La force de Ste Thérèse de l’Enfant Jésus et de la Sainte Face

Homélie de l'abbé Faure, curé de St Eugène Ste Cécile à Paris, à l'occasion de la fête solennelle de Ste Thérèse de l'Enfant-Jésus et de la Sainte Face :

"Nous fêtons ce matin Sainte Thérèse de l’Enfant Jésus et de la sainte face, autrement connue sous le nom de sainte Thérèse de Lisieux, proclamée patronne universelle des missions par le Pape Pie XI en 1925, et patronne secondaire de la France par le pape Pie XII en 1944. Cette petite fille normande est née dans une famille d’Alençon en 1873. Sa mère a perdu 4 enfants. Marie Françoise Thérèse fait partie des 5 enfants restés en vie. Mais quand elle a 4 ans sa mère vient à mourir, provoquant l’installation de la famille à Lisieux. Et quand elle 21 ans, c’est son père chéri qui meurt. Finalement Thérèse elle-même, emportée par la tuberculose s’éteint à 24 ans, le 30 septembre 1897, en déclarant : « je ne meurs pas, j’entre la vie ». Thérèse est entrée au Carmel de Lisieux à 15 ans. Ses sœurs carmélites ont été unanimes à dire après sa mort que sa vertu principale a été la force. Dans cette force d’âme que la mort n’a vaincue ni dans la disparition des proches ni dans la maladie nous avons un témoignage de la vraie sainteté. Par l’intercession de Sainte Thérèse demandons cette force d’âme pour les missionnaires, pour la France et pour nous-mêmes.

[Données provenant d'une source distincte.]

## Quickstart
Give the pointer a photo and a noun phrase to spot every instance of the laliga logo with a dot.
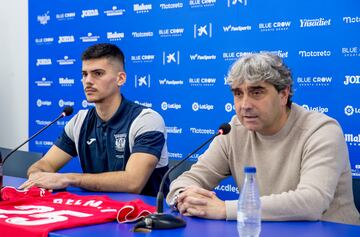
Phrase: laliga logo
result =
(195, 106)
(349, 110)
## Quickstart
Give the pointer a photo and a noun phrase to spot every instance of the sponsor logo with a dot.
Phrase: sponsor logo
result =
(146, 104)
(142, 81)
(203, 30)
(43, 61)
(349, 110)
(237, 2)
(166, 6)
(351, 51)
(202, 81)
(40, 103)
(351, 20)
(173, 32)
(227, 188)
(166, 106)
(314, 81)
(114, 11)
(317, 109)
(66, 61)
(274, 26)
(146, 58)
(42, 122)
(174, 130)
(86, 104)
(231, 28)
(43, 143)
(142, 34)
(171, 82)
(142, 8)
(90, 141)
(352, 139)
(306, 54)
(314, 22)
(232, 56)
(202, 57)
(66, 39)
(43, 41)
(351, 79)
(64, 81)
(280, 53)
(201, 3)
(196, 107)
(89, 13)
(171, 58)
(43, 19)
(229, 107)
(89, 38)
(120, 141)
(115, 36)
(175, 155)
(43, 82)
(65, 16)
(202, 131)
(63, 103)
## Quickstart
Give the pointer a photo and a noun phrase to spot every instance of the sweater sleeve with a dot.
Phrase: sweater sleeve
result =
(211, 168)
(324, 158)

Thérèse est d’abord la patronne des missions. Pour au moins deux raisons. La première raison est liée à la petite voie que Thérèse a suivie, voie spirituelle de l’enfance devant Dieu qui ne signifie pas redevenir comme un bébé, mais renaître par l’Esprit-Saint comme frère et sœur du Christ, le Fils unique de Dieu, et ne faire qu’un avec lui. Or cette situation est celle d’un abandon total à la volonté du Père. Le cardinal Daniélou en 1969 au Carmel de Lisieux résumait la petite voie de Thérèse en la présentant comme « l’infini du désir dans la totale impuissance ». Thérèse veut tout, et veut avoir toutes les vocations : « sans doute écrit-elle ces trois privilèges sont bien ma vocation, Carmélite, Épouse et Mère, cependant… je me sens la vocation de Guerrier, de Prêtre, d'Apôtre, de Docteur, de Martyr, enfin, je sens… le désir d'accomplir pour toi Jésus, toutes les œuvres les plus héroïques… Je sens en mon âme le courage d'un Croisé, d'un Zouave Pontifical, je voudrais mourir sur un champ de bataille pour la défense de l'Église. » Thérèse veut tout et elle découvre qu’elle ne peut rien. Mais au lieu que cette découverte la brise et la désespère elle est au contraire une grande lumière. Car tout vouloir et ne rien pouvoir oblige alors à ne compter que sur l’amour de Dieu. Cette réaction géniale et inspirée par l’Esprit Saint est un message libérateur. Avoir une prière missionnaire, ajoutait le cardinal Daniélou, c’est se faire un cœur à la mesure du monde tout en ayant conscience de notre totale impuissance pour sauver le monde. Mais justement cette impuissance qui pourrait faire désespérer oblige au contraire à ne compter que sur Dieu et à n’attendre le salut du monde que de la Toute Puissance de l’Amour. Bien sûr, le missionnaire prie et s’active. Mais c’est Dieu qui convertit les cœurs. Et de cette vérité profonde Thérèse est la gardienne et la patronne.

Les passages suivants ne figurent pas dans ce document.